In order to meet the requirements, I have to be able to persist millions of events per second, that’s millions of IO’s per second. The only solution that can get close with today’s technology hardware and software is Aerospike running on Intel pmem (persistent memory) DIMMs, and that is about 280,000 sustained read and write operations per second – which is about 2,000 percent more than anything else out there.
Designs that I put together, they have to be able to write as fast as they read. A lot of times I have a 1 to 10 write-read ratio. For every one terabyte that is inserted, I have to read out 10 terabytes. So, that requires a very special type of NoSQL database, and unfortunately every single database that I have tested over 20 months failed in that regard with the exception of Aerospike.

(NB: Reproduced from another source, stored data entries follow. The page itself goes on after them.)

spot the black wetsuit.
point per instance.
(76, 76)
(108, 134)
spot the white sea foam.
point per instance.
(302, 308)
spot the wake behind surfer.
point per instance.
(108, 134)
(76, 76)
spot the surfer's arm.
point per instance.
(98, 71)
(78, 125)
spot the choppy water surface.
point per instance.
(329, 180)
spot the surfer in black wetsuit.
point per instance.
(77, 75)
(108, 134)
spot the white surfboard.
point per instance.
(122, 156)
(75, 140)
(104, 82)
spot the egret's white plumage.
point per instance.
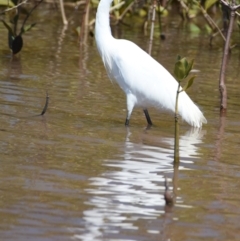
(144, 81)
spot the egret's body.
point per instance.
(144, 81)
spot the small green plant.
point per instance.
(182, 70)
(15, 40)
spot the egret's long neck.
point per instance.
(102, 27)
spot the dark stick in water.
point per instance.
(46, 104)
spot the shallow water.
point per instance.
(78, 173)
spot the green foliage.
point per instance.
(7, 3)
(182, 68)
(209, 3)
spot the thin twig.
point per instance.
(152, 27)
(46, 105)
(126, 10)
(222, 86)
(25, 20)
(9, 9)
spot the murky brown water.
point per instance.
(78, 173)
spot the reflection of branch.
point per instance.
(167, 194)
(9, 9)
(65, 22)
(46, 105)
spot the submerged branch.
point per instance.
(46, 104)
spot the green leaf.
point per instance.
(189, 66)
(209, 4)
(7, 3)
(179, 70)
(188, 84)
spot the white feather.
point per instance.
(144, 81)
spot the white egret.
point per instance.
(144, 81)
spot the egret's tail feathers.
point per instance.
(190, 112)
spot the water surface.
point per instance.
(77, 173)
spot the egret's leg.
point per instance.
(147, 117)
(131, 100)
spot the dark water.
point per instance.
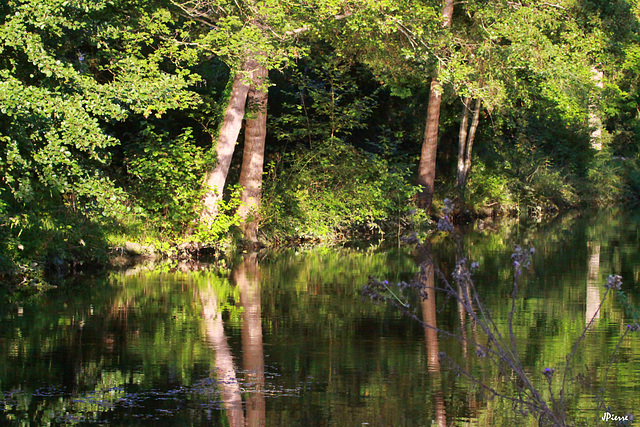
(288, 340)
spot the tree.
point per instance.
(427, 165)
(67, 71)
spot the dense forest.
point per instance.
(163, 125)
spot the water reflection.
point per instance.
(429, 317)
(592, 312)
(224, 366)
(247, 279)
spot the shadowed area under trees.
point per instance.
(172, 127)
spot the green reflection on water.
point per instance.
(289, 340)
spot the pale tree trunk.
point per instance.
(595, 123)
(465, 143)
(427, 166)
(462, 141)
(247, 279)
(253, 157)
(593, 287)
(225, 369)
(229, 131)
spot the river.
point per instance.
(287, 338)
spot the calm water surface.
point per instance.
(288, 340)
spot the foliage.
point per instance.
(166, 177)
(316, 193)
(57, 95)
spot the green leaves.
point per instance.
(68, 69)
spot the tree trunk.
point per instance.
(427, 166)
(253, 157)
(462, 142)
(229, 131)
(595, 123)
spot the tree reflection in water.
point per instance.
(246, 277)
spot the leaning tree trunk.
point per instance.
(229, 131)
(427, 166)
(253, 157)
(462, 142)
(465, 144)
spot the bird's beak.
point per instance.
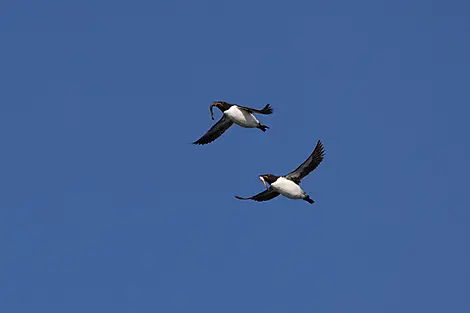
(264, 182)
(212, 112)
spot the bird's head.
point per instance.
(222, 105)
(268, 179)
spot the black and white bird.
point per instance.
(233, 113)
(288, 185)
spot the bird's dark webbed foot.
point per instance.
(308, 199)
(262, 127)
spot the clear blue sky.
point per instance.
(106, 207)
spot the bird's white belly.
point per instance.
(242, 117)
(288, 188)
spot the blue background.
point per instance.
(105, 206)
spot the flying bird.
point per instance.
(288, 185)
(233, 113)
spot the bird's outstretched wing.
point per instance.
(215, 131)
(266, 110)
(309, 165)
(266, 195)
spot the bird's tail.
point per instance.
(263, 127)
(308, 199)
(267, 109)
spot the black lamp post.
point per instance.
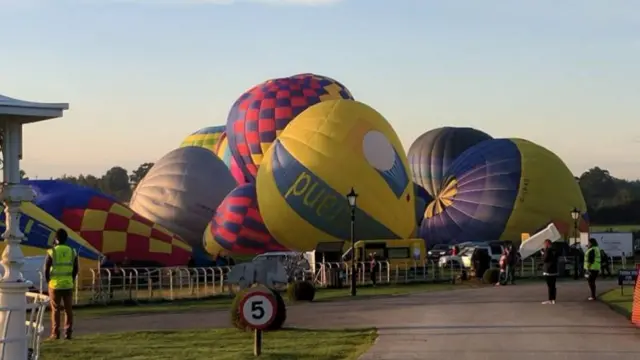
(352, 197)
(575, 215)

With Aerospike’s Spark connector, I have the ability to read the data out of Aerospike just as fast as it was inserted in. This allows me to do near-instantaneous machine learning on the data as it lands.

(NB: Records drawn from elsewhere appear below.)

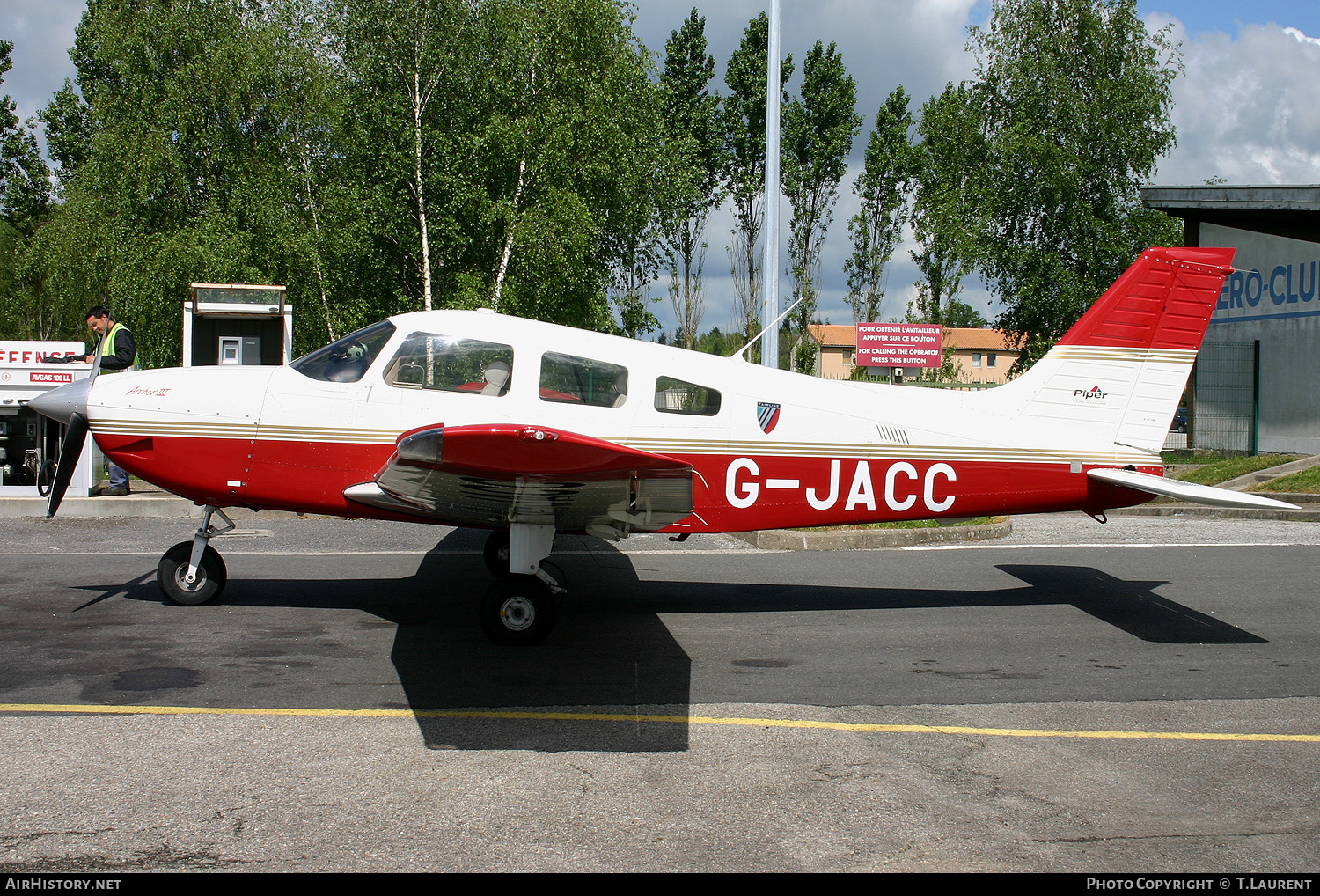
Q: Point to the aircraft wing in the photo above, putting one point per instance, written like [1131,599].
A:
[494,475]
[1187,491]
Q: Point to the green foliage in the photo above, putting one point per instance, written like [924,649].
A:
[359,152]
[694,166]
[818,132]
[1072,102]
[884,187]
[950,152]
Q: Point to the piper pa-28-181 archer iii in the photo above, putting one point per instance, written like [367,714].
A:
[474,419]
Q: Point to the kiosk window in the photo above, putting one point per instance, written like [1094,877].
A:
[583,380]
[678,398]
[429,361]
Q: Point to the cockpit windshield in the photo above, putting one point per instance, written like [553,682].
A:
[346,359]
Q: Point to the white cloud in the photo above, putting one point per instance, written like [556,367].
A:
[1248,108]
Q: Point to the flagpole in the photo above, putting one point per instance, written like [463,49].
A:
[770,311]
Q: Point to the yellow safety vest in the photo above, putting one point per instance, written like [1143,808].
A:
[110,348]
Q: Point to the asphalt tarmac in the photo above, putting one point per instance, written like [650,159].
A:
[1140,695]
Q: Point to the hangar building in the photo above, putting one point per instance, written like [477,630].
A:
[1257,380]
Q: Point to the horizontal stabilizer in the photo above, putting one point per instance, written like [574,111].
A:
[1187,491]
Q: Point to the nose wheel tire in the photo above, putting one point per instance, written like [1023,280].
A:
[517,610]
[171,576]
[47,478]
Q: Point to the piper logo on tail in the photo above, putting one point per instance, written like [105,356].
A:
[1088,395]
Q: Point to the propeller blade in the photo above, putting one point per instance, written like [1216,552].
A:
[74,437]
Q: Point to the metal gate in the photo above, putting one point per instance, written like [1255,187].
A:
[1225,400]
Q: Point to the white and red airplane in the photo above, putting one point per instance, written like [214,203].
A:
[527,430]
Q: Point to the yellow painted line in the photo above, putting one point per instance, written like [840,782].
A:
[672,719]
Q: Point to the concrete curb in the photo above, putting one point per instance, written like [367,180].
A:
[139,504]
[865,539]
[1309,513]
[1243,483]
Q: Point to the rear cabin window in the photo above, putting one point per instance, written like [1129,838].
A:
[568,379]
[345,361]
[429,361]
[678,398]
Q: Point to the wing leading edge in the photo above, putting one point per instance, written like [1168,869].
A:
[1187,491]
[499,474]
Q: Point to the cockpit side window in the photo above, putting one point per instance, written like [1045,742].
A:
[345,361]
[678,398]
[429,361]
[568,379]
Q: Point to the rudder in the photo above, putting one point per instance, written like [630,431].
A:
[1118,374]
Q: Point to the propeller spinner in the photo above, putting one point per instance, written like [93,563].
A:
[66,406]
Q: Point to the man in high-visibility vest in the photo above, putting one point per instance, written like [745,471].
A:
[119,353]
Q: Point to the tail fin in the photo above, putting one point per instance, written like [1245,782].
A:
[1118,374]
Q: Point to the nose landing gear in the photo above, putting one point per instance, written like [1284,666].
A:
[192,573]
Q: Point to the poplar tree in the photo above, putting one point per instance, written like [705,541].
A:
[884,187]
[1072,100]
[818,131]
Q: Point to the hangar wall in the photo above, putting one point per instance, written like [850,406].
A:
[1272,297]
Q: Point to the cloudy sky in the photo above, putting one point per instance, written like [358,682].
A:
[1248,107]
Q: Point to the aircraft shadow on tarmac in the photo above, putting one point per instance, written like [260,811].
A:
[612,653]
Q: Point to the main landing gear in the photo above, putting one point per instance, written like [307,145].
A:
[192,573]
[519,608]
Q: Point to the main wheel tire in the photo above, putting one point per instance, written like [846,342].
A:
[517,610]
[495,553]
[173,568]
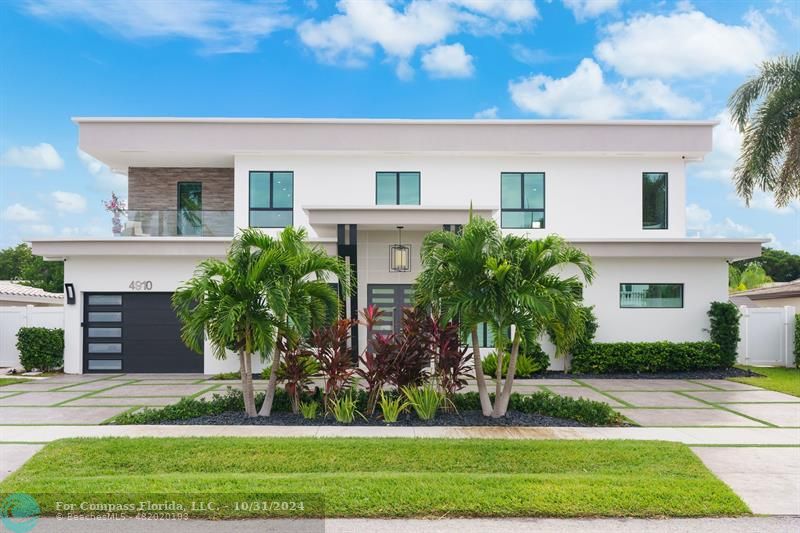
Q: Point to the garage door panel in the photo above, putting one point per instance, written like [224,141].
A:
[146,337]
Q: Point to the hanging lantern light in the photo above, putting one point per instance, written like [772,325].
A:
[400,254]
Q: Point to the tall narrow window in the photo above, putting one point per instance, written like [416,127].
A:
[654,200]
[190,208]
[522,200]
[271,199]
[397,188]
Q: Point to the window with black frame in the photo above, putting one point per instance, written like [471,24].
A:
[654,200]
[271,199]
[522,200]
[397,188]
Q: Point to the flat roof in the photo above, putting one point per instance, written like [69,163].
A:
[421,121]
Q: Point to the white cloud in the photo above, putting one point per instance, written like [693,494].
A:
[20,213]
[40,229]
[448,61]
[699,223]
[40,157]
[684,45]
[221,26]
[68,202]
[489,112]
[719,164]
[105,179]
[585,94]
[586,9]
[349,37]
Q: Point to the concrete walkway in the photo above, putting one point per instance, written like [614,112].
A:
[512,525]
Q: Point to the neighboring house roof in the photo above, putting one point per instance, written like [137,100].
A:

For the development that I do, I have to have one single stack that is deployed everywhere. From the developers’ laptops, to the end device which for automotive is the car, to the edge – any edge appliances that do additional parsing and coalescing of the data – to the core datacenters, and then cloud which is typically user portals so that’s where the users are going to connect into. So, in order to meet all five of those individual layers, I have to be able to containerize the solution, and it has to fit seamlessly into a CICD pipeline. So, that significantly narrows the scope of the products that I can work with. They have to be able to deploy in every single one of those situations, and they have to work the exact same way with no additional augmentation.
So, with Aerospike because it runs an official docker container, I can put it directly into a Kubernetes dataflow pipeline, and with the click of a button I can move that single stack from core – which is running on all the enterprise hardware – all the way out to the edge into the car into cloud, without having to change anything at all.
Aerospike and Intel persistent memory is incredibly fast, and it also affords the ability to be equally fast when I have to take those nodes down – those Aerospike database nodes for maintenance – because it allows the ability to do warm database restarts. Which means there’s no downtime really for these giant database nodes anymore.
When it comes to building real-time persist solutions that have the ability of performing 10 times the number of reads for every single write, there is nothing else out there other than Aerospike that can currently meet that objective.